Isistius is a genus of dogfish sharks in the family Dalatiidae. They are commonly known as cookiecutter sharks. Members of the genus are known for their unusual behaviour and dentition.

==Species==
- Isistius brasiliensis Quoy & Gaimard, 1824 (cookiecutter shark)
- Isistius plutodus Garrick & S. Springer, 1964 (largetooth cookiecutter shark)
- †Isistius triangulus Probst, 1879
- †Isistius trituratus Winkler, 1876

==Habits==
The cookiecutter sharks, or cigar sharks, are unusual in the manner in which they replace their teeth. Instead of replacing teeth singly as they get damaged or lost, for example in hunting, such sharks replace the whole set. They can repeat such replacement throughout their lifetimes.

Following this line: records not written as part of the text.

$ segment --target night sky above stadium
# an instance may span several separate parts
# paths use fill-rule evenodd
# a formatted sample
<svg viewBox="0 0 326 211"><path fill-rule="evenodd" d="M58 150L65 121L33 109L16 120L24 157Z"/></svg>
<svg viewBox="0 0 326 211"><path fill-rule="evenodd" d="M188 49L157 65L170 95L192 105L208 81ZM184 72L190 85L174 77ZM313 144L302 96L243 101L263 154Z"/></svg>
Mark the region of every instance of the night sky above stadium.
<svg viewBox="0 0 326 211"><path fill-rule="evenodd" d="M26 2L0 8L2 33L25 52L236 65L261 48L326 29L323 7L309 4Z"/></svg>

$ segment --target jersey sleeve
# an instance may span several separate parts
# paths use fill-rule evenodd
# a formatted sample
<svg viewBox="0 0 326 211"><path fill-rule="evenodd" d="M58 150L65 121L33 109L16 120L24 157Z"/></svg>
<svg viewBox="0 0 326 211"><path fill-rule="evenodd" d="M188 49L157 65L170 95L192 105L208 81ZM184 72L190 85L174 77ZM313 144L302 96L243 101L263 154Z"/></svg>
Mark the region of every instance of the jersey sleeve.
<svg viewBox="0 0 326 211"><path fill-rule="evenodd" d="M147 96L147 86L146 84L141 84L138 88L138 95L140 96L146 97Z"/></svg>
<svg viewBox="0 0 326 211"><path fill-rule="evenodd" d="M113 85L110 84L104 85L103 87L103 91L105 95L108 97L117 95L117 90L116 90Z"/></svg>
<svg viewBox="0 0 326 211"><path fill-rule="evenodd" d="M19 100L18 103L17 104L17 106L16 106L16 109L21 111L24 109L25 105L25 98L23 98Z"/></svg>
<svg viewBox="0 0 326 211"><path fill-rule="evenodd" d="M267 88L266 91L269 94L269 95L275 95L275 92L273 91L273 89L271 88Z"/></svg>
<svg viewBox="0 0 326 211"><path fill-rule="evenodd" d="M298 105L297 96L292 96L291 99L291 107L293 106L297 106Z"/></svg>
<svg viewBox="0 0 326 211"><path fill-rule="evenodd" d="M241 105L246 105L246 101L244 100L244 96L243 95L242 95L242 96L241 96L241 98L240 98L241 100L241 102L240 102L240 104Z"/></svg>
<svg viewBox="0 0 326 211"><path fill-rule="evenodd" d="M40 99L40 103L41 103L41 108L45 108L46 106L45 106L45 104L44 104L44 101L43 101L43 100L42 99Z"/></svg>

Cookiecutter sharks often attack large shoals of fish, but have been known to circle fishing vessels to get an easy meal. They are particularly notorious for biting small chunks off of a prey animal in passing. Large prey, such as swordfish and cetaceans, may bear several healed wounds from such bites.

Weaker prey may be injured enough to be weakened until they are unable to swim properly. They then are prone to sinking, enabling these sharks to gorge. Isistius species can eat half of their own body weight at a time.